Drug cartels and decapitations have never been so sexy. Although his stunning A-list cast definitely helps, Ridley Scott infuses The Counselor with a ubiquitous sex appeal that seeps through every meticulous detail of the film. It’s difficult to imagine that such an attractive movie could successfully carry themes of grief and death, but Scott’s silver platter proves to be a successful vehicle for the ugliest of human experiences.
Beautiful people, shiny cars, lavish houses, and a steamy wardrobe highlight this film’s obsession with aesthetics, but Scott’s fixation on attractiveness extends beyond the eye candy. The film is Breaking Bad-clean. Every bullet hole and pair of red-tinted sunglasses serve a greater purpose, and every shot displays these intentional details charmingly, with beautifully lit, expertly framed precision.
Malkina (Cameron Diaz), the film’s femme fatale, epitomizes the intersection of cruelty and grace. Diaz, as always, plays evil well in her role as the predatory vixen, complete with two majestic pet leopards and a matching leopard print tattoo wrapping from her shoulder to her frequently exposed lower back.
This smooth-talking, enigmatic mercenary is a character founded in sex appeal. She entrances both her flashy cartel-puppet lover, Reiner (Javier Bardem), an otherwise brazen criminal, and the audience as she throws the morally obtuse lives of everyone around her into chaos.
Malkina is not the only character that provocatively grasps the audience’s attention. The first scene of the movie, a pseudo-pornographic bedroom encounter between Michael Fassbender, the mononymous Counselor, and his fiancé, Laura (Penélope Cruz), establishes the viscerally sexual relationship between the two. This relationship drives the film, as it motivates Fassbender to venture into the scary world of a drug cartel for his love.
As the bankrupt Counselor enters into a criminal business endeavor to finance his life with Laura, he quickly learns how dirty his seemingly pristine world is. The all-powerful cartel controls his life and shapes his demise as Malkina’s plan comes to fruition. A former client, Westray (Brad Pitt), advises Fassbender as he sets up his business deal, but is quick to take off when things go wrong, leaving Fassbender with nothing but his love for Laura to keep him going.
Though in line with the movie’s vision, Scott is too quick to equate lust and love in the Counselor’s relationship with his fiancé. Fassbender’s phenomenal, emotion-filled performance towards the end of the film attempts to redeem this shallowness, but from the opening scene to graphic phone sex, it is hard to see anything deeper between the two characters. Regardless, the strength of this relationship carries the film’s painful plot and message through the otherwise gleaming world.
At times the attempted philosophical contemplation gets a little too heavy handed.
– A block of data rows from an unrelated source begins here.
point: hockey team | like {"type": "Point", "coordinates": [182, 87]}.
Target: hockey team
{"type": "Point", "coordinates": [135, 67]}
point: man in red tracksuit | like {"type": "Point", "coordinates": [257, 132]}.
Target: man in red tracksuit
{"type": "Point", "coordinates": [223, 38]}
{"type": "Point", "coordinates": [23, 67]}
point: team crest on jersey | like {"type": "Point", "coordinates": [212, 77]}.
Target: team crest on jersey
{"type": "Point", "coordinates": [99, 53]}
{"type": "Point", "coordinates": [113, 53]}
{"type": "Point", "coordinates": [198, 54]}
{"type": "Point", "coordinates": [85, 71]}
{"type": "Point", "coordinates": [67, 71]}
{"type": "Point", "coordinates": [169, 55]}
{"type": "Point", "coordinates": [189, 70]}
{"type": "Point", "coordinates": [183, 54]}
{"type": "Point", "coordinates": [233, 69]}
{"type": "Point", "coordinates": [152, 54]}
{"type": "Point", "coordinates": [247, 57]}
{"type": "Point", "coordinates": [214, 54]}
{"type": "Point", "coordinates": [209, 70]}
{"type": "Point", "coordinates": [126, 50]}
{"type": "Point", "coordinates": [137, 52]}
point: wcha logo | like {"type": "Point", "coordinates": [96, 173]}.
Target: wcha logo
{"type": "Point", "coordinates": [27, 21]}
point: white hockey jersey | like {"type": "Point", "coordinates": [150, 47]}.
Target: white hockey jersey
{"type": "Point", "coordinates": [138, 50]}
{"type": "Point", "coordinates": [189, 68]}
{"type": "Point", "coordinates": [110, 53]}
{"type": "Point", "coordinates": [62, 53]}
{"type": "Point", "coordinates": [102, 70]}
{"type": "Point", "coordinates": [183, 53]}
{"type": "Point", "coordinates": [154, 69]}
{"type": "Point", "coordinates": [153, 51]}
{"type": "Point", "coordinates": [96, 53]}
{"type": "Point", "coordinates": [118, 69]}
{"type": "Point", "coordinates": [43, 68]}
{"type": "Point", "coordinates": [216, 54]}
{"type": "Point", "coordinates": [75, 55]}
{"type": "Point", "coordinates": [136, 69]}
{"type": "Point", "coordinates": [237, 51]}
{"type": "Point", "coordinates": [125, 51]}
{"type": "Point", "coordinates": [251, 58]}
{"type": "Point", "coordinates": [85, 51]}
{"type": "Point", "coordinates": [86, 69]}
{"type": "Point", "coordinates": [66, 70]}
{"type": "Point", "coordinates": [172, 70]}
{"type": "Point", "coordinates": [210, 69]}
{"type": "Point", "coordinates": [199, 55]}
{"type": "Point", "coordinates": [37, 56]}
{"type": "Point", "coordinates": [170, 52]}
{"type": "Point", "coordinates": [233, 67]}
When the going gets tough, we find Fassbender receiving extended nihilistic monologues from multiple random Mexican men, all of whom deliver bookish lines, killing the conversational flow and removing the message from a natural, relatable domain.
While The Counselor may be flawed, the world that Scott creates is not. In his carefully cultivated world, even death is made sexy, with only slightly dialed back Tarantino-esque fountains of blood and clean decapitations. If nothing else, this film is easy on the eyes and a beautiful respite from the clumsiness and inelegance of so many of its fellow crime-thrillers. And really, how often do you get to see Cameron Diaz have sex with a Ferrari?